In quanto tempo i lavoratori potranno ricevere i soldi della cassa integrazione, che di norma si aggira attorno all'80 per cento del normale stipendio?«Questo è un punto che merita un approfondimento. La cassa integrazione viene erogata dall'Inps. Normalmente potrebbero volerci mesi prima dell'effettivo accredito, perché l'istituto ha l'obbligo di verificare una serie di parametri prima di dare il via libera. Abbiamo chiesto che, in via eccezionale, questi controlli siano velocizzati per far arrivare i soldi sui conti correnti degli italiani in poche settimane.
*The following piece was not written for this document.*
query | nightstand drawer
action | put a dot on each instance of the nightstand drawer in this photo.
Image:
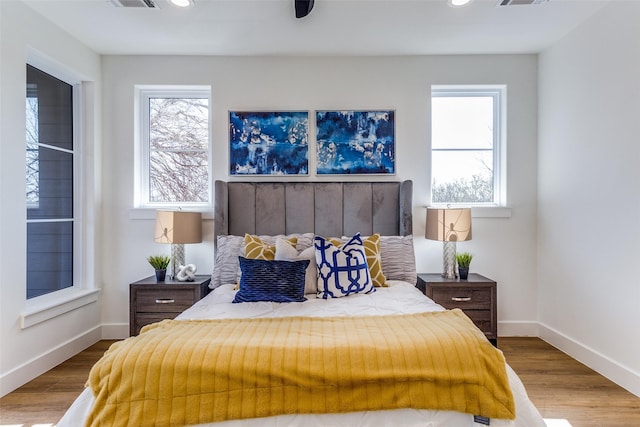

Anche per l'attivazione della cassa integrazione in deroga ci sono alcune procedure da attivare: l'azienda deve segnalarlo alle organizzazioni sindacali, cui segue una consultazione territoriale per l'avvio. A tal proposito, il governo vorrebbe eliminare ogni procedura per un'attivazione immediata, mentre il sindacato pensa che sarebbe meglio mantenere una – seppur minima – procedura di avvio, se non altro per scongiurare un boom di richieste preventive. Perché è chiaro che in questo momento tutti gli imprenditori, anche quelli che stanno lavorando, sono spaventati e vorrebbero accendere a un ammortizzatore sociale: ma la priorità va a chi si trova già in una situazione di necessità. Per quanto riguarda le tempistiche: in passato i soldi della cassa integrazione in deroga venivano depositati nelle tasche dei lavoratori dopo qualche settimana o svariati mesi, molto dipendeva dalla celerità degli enti regionali preposti».
Infatti, in tanti casi, erano gli imprenditori ad anticipare i soldi della cassa integrazione in deroga ai dipendenti. Stavolta potrebbe andare diversamente, perché le piccole aziende non hanno liquidità. Ci sono soluzioni sul tavolo?«È uno degli argomenti che abbiamo sottoposto al Governo. Speriamo prendano in considerazione un sistema più snello del precedente per iniettare liquidità nelle tasche delle famiglie colpite da questa crisi, che è diversa da tutte le altre».
I fondi della cassa integrazione ordinaria e quelli del Fis sono abbastanza strutturati per tenere botta in questo momento così drammatico?«Il Fondo di integrazione salariale ha un margine di quasi due miliardi e ha una capacità immediata di quasi un miliardo di euro. La cassa integrazione ordinaria ha una liquidità di svariate migliaia di euro, più una grandissima capitalizzazione. Siamo convinti che il sistema degli ammortizzatori sociali abbia la possibilità di far fronte alle richieste che verranno dalle aziende che vi aderiscono. Più preoccupante, invece, la situazione per le partite iva e gli atipici: è lì che bisogna fare molta attenzione e dove il sindacato ha intenzione di accendere un faro».